© Reuters. FILE PHOTO: The logo of the top Australian casino operator Crown Resorts adorns a fence around the Crown Perth hotel and casino complex in Western Australia
By Byron Kaye and Nikhil Nainan
SYDNEY / BENGALURU (Reuters) – shareholders of Crown Resorts Ltd (AX 🙂 voted against executive compensation, a move to dismiss its board of directors, at the company's annual general meeting on Thursday as the Australian casino giant apologized for governance deficiencies.
The vote came as part of an ongoing government investigation into suspected misconduct at Crown that cast doubt on its suitability for operating casinos in New South Wales when game development amounted to A $ 2.2 billion ($ 1.6 billion) Billion USD) on Sydney's shores nearing completion.
Crown's directors and one-third of the owner, James Packer, admitted when questioned that they made misleading public statements about the company's involvement in Chinese junket operators that may be linked to organized crime.

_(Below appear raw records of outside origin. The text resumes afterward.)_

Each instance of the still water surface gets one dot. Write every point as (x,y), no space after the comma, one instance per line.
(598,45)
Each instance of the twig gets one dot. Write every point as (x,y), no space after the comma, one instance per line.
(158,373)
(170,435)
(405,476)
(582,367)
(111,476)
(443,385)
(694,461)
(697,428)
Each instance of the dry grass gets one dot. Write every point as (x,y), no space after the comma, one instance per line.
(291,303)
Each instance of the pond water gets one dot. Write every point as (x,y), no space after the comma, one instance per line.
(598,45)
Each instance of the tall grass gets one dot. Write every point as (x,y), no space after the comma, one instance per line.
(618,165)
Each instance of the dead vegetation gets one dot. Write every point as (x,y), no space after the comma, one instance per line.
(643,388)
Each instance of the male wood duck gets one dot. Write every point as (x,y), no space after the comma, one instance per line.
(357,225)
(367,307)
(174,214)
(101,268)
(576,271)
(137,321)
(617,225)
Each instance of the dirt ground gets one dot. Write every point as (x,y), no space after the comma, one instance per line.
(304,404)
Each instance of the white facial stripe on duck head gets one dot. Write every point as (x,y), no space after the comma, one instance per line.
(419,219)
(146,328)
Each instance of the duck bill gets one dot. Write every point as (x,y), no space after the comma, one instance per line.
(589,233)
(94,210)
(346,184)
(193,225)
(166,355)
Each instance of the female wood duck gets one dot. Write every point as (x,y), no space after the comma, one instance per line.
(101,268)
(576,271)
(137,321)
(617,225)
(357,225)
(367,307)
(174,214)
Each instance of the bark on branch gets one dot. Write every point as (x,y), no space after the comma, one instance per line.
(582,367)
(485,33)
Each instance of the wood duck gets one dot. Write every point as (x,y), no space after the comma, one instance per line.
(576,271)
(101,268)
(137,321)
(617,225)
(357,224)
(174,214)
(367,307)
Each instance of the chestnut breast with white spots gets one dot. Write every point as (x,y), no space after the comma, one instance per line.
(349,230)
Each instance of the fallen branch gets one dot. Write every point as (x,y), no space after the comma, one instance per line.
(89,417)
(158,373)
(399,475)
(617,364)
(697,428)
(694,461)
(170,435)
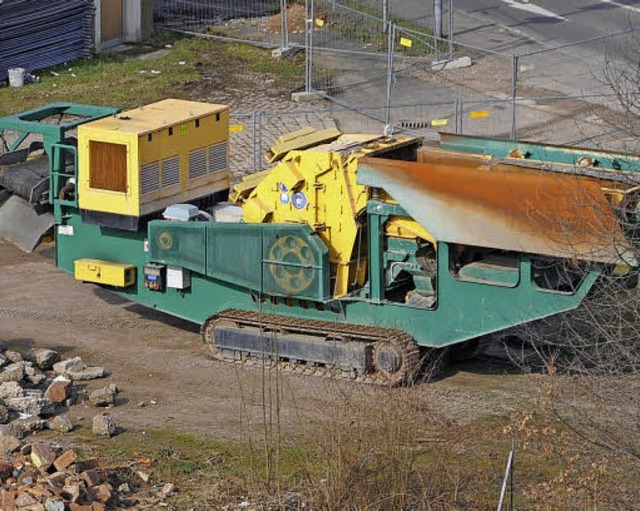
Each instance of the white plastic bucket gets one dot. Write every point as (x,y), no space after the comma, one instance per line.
(16,76)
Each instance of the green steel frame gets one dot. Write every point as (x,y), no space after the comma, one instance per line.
(564,155)
(464,310)
(53,135)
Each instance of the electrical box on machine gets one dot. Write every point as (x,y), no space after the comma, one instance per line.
(154,276)
(178,278)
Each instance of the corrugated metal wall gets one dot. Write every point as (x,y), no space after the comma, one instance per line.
(35,34)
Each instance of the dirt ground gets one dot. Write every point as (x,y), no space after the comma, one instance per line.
(154,357)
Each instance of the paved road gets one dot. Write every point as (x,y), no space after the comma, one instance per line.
(553,22)
(549,22)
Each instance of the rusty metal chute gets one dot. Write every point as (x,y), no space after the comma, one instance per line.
(474,202)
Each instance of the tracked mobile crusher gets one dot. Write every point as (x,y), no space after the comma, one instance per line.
(348,255)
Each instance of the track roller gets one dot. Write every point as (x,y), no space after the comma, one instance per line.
(355,352)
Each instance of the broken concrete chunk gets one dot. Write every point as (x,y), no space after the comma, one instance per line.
(10,389)
(102,397)
(24,427)
(34,375)
(168,489)
(54,505)
(73,489)
(64,460)
(91,477)
(32,405)
(58,390)
(103,425)
(4,414)
(61,424)
(63,366)
(9,444)
(41,357)
(24,500)
(82,373)
(42,456)
(12,373)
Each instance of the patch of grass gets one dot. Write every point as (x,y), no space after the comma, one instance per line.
(127,82)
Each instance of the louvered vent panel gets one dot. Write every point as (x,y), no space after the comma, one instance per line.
(150,177)
(171,171)
(197,163)
(218,157)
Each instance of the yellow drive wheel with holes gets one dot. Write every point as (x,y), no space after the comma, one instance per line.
(292,268)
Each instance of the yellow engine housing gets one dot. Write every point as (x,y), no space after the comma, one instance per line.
(143,160)
(104,272)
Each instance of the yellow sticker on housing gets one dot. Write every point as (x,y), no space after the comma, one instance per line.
(479,114)
(406,42)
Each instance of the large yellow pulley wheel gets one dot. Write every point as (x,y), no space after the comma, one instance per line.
(292,272)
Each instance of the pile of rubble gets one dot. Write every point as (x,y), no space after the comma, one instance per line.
(36,391)
(39,477)
(36,388)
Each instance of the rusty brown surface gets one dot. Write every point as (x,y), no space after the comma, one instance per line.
(475,202)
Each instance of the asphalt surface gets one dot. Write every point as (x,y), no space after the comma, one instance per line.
(548,22)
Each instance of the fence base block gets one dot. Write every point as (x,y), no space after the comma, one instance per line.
(305,97)
(286,51)
(451,64)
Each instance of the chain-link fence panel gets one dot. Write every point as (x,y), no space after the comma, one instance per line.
(347,52)
(575,69)
(256,21)
(589,121)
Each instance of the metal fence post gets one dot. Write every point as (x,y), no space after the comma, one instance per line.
(308,44)
(385,15)
(514,97)
(507,474)
(450,30)
(254,142)
(390,57)
(259,142)
(513,465)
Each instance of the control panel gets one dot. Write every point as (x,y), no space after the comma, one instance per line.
(154,276)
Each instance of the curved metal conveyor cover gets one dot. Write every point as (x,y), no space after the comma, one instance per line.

They also revealed that they failed to respond to warnings that may have resulted in 16 employees being jailed in China in 2016 for violating that country's anti-gambling laws, a scandal that has affected Asian operations Crown failed.
The investigation also found that Packer, who resigned from the board of directors in 2018 for mental health reasons, continued to receive trade updates and orchestrated takeover proposals despite having no formal role other than the shareholder.
"I apologize unreservedly for these shortcomings," said Chairwoman Helen Coonan at the virtual meeting.
"The vote … reflects the dissatisfaction with the performance of the board of directors and the company, particularly with regard to evidence emerging from the (regulatory) investigation."
The owners of 34.3% of Crown shares voted against a resolution to adopt the compensation report. This was more than the 25% required to be considered a dissenting vote.
Under the Australian "two-strike" rule, if shareholders vote against a company's compensation report for two consecutive years, they can request a new resolution to remove the entire board of directors.
Three Crown directors standing for re-election received more than 50% of the vote they needed, but Vice Chairman John Horvath said he would step down after receiving a 58.4% vote. He told the meeting that it was appropriate to quit because he was relying on the re-election of Packer's vote.
A day earlier, Crown terminated an agreement revealed by the investigation to share confidential information with Packer. The company is also under investigation by the Australian Financial Criminal Police Department on suspicion of violating anti-money laundering protocols.
Crown shares fell slightly in the middle of the session on Thursday, in line with the broader Australian market (). The stock has fallen about 30% since February when concerns about the new coronavirus-related shutdowns sent global markets into turmoil.